18. The method of claim 15, wherein said detectable moiety forms a part of said lactone.

19. The method of claim 15, wherein said detectable moiety comprises at least one thiol.

20. The method of claim 19, wherein said substrate comprises a thioalkoxy group being attached to said lactone.

21. The method of claim 20, wherein said thioalkoxy group comprises from 2 to 12 carbon atoms.

22. The method of claim 19, wherein said detecting is effected by a chromogenic assay.

23. A kit for determining predisposition or diagnosing a disorder associated with abnormal levels or activity of a PON enzyme in a subject, the kit comprising at least one agent capable of determining lactonase activity of the PON enzyme.

24. The kit of claim 23, wherein said at least one agent is a compound comprising at least one lactone and being capable of forming at least one spectrophotometrically detectable moiety upon hydrolysis of said lactone.

25. A compound comprising at least one lactone and being capable of forming at least one spectrophotometrically detectable thiol-containing moiety upon decomposition of said lactone.

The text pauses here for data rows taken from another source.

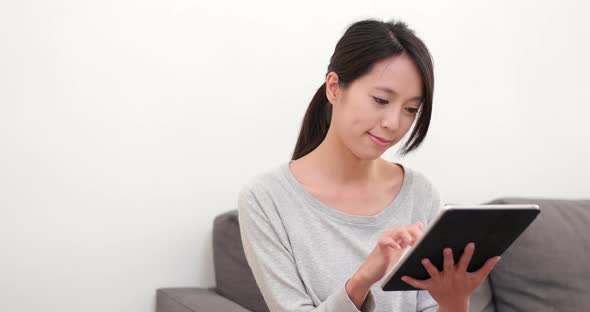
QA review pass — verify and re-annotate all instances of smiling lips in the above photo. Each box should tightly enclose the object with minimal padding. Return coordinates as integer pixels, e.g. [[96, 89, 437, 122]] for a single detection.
[[369, 132, 393, 146]]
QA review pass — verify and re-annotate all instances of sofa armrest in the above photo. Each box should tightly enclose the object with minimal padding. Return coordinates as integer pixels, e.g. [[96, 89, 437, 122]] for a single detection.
[[156, 288, 250, 312]]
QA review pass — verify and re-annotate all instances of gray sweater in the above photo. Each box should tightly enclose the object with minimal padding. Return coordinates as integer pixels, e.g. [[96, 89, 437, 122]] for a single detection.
[[238, 162, 443, 312]]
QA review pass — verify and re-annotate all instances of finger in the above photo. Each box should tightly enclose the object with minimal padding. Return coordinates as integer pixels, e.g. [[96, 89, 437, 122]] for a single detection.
[[400, 229, 414, 245], [379, 236, 402, 249], [475, 256, 501, 280], [408, 226, 422, 243], [443, 248, 455, 272], [402, 275, 429, 289], [422, 258, 439, 278], [457, 242, 475, 272]]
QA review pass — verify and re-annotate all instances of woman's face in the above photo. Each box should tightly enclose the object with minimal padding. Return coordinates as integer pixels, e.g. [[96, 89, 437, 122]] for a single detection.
[[326, 53, 422, 159]]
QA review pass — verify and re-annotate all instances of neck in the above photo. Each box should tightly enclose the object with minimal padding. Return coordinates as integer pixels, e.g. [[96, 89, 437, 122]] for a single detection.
[[306, 130, 383, 186]]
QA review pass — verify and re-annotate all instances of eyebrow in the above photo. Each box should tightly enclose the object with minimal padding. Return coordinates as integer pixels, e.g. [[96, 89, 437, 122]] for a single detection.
[[375, 87, 424, 102]]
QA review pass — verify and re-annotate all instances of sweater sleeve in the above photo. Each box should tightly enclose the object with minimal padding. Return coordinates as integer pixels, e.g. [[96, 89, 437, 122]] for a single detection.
[[238, 187, 375, 312]]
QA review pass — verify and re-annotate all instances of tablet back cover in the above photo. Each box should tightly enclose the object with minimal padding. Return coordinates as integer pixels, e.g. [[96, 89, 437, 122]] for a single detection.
[[382, 207, 540, 291]]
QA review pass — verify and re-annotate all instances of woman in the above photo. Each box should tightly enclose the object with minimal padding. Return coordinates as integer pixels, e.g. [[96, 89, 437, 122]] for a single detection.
[[238, 20, 499, 312]]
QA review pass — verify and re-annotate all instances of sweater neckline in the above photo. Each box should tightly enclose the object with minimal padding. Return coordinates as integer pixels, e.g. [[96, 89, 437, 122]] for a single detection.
[[281, 160, 414, 225]]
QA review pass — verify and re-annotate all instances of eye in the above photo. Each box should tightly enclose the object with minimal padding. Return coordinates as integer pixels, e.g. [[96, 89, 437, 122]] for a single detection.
[[372, 96, 389, 104]]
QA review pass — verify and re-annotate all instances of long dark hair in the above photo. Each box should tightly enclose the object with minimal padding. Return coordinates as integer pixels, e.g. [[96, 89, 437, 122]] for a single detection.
[[292, 19, 434, 160]]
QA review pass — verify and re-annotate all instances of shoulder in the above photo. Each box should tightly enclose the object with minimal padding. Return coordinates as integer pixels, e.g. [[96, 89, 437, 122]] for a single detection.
[[238, 163, 285, 211]]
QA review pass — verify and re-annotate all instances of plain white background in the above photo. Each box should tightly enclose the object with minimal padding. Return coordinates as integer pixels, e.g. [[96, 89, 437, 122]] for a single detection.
[[0, 0, 590, 312]]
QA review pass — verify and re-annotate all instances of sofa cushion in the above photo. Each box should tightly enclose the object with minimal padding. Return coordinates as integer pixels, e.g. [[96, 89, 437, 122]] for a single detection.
[[489, 198, 590, 312], [213, 210, 268, 311]]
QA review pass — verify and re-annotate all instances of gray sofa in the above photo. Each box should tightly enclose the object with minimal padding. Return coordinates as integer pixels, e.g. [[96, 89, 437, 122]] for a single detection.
[[156, 198, 590, 312]]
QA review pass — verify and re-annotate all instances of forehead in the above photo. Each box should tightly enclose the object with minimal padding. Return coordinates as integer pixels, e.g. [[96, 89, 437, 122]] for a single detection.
[[363, 53, 422, 96]]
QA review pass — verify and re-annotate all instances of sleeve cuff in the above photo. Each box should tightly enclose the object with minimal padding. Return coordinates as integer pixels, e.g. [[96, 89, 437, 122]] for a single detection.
[[336, 283, 376, 312]]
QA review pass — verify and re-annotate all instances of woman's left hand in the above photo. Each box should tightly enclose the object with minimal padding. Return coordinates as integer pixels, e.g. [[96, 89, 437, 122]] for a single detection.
[[402, 243, 500, 308]]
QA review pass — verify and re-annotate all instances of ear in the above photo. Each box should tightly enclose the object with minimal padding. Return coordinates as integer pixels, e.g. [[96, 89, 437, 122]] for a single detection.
[[326, 72, 341, 105]]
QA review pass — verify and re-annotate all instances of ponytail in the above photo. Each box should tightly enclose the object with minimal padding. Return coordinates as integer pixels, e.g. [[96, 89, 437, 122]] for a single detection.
[[292, 82, 332, 160]]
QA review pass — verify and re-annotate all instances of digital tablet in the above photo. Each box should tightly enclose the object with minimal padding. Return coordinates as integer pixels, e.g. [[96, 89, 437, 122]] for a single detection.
[[381, 204, 541, 291]]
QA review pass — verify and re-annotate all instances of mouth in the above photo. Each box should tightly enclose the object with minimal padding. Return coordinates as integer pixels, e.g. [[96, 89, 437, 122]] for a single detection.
[[367, 132, 393, 146], [367, 132, 393, 143]]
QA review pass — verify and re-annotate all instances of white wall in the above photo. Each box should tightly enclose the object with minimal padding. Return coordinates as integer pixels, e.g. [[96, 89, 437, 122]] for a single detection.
[[0, 0, 590, 312]]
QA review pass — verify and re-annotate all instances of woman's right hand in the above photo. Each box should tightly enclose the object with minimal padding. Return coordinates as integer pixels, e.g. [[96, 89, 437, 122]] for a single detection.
[[353, 222, 422, 285]]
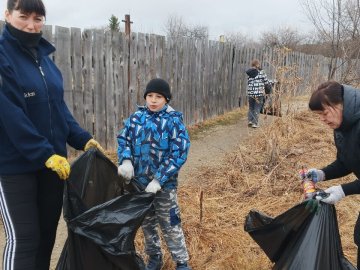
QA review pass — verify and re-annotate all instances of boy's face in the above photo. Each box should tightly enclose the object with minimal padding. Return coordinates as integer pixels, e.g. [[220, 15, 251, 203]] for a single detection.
[[145, 92, 166, 112]]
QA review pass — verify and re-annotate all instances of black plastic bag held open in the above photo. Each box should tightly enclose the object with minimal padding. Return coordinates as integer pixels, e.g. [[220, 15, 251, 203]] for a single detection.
[[245, 201, 356, 270], [56, 149, 154, 270]]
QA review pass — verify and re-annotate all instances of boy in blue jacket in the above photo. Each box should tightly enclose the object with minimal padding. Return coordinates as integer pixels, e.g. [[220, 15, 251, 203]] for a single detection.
[[117, 79, 190, 270]]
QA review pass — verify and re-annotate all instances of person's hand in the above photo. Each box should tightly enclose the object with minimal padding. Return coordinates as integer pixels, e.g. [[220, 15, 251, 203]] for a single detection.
[[321, 186, 345, 204], [145, 179, 161, 193], [306, 168, 325, 183], [84, 139, 105, 153], [45, 155, 70, 180], [118, 159, 134, 183]]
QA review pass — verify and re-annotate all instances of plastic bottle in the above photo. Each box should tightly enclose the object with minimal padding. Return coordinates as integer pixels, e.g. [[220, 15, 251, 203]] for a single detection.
[[300, 167, 316, 199]]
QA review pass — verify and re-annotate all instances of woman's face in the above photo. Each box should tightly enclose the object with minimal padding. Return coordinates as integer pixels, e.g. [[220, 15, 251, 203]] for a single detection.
[[145, 92, 166, 112], [314, 104, 343, 129], [5, 10, 45, 33]]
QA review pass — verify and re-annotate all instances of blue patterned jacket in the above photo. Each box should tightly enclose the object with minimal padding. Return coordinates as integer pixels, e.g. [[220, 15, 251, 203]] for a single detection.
[[117, 105, 190, 190]]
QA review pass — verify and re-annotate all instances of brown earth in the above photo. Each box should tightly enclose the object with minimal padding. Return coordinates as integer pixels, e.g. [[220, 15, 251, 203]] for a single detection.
[[0, 99, 357, 270]]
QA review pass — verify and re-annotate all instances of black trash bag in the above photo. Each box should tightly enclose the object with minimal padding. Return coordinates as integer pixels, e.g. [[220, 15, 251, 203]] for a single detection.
[[244, 201, 356, 270], [56, 149, 154, 270]]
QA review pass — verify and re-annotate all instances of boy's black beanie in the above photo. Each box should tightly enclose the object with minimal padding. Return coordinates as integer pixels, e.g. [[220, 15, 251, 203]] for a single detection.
[[144, 78, 171, 102]]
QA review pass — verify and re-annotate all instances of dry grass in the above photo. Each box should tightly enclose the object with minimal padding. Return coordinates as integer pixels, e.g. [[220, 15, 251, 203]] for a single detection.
[[105, 105, 359, 270], [172, 108, 359, 270]]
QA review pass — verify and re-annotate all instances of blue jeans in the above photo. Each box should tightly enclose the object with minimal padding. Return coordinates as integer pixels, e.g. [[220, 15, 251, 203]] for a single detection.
[[248, 96, 264, 125]]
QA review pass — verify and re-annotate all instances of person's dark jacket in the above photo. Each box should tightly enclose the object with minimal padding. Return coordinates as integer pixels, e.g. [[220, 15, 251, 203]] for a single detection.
[[0, 26, 91, 175], [322, 85, 360, 195]]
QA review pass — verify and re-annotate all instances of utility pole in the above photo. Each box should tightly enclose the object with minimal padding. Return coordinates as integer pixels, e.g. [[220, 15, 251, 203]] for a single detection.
[[122, 14, 133, 35], [122, 14, 133, 108]]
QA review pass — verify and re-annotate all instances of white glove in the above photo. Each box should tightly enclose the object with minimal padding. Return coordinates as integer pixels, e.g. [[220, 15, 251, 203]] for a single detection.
[[118, 159, 134, 180], [321, 186, 345, 204], [145, 179, 161, 193], [306, 168, 325, 183]]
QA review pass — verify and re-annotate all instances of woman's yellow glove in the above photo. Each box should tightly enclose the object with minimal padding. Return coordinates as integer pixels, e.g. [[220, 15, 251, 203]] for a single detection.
[[84, 139, 105, 153], [45, 155, 70, 180]]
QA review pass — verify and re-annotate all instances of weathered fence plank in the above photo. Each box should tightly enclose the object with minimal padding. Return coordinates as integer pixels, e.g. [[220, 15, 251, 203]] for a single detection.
[[0, 21, 348, 149]]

26. The compound of claim 25, wherein said thiol-containing moiety is detectable by a spectrophotometric assay selected from the group consisting of a phosphorescence assay, a fluorescence assay, a chromogenic assay, a luminescence assay and an illuminiscence assay.

27. The compound of claim 25, wherein said detectable moiety is attached to said lactone.

28. The compound of claim 25, wherein said detectable moiety forms a part of said lactone.

29. The compound of claim 26, wherein said detectable moiety comprises a thioalkoxy group.

30. The compound of claim 29, wherein said thioalkoxy group comprises from 2 to 12 carbon atoms.

31. The compound of claim 27, wherein said lactone is a 5-, 6- or 7-membered lactone.

32. The compound of claim 27, wherein said lactone is a five-membered lactone.

33. The method of claim 2, wherein the PON enzyme is selected from the group consisting of PON1, PON2 and PON3.

34. The method of claim 2, wherein said biologically active PON enzyme comprises apolipoprotein complexed PON enzyme.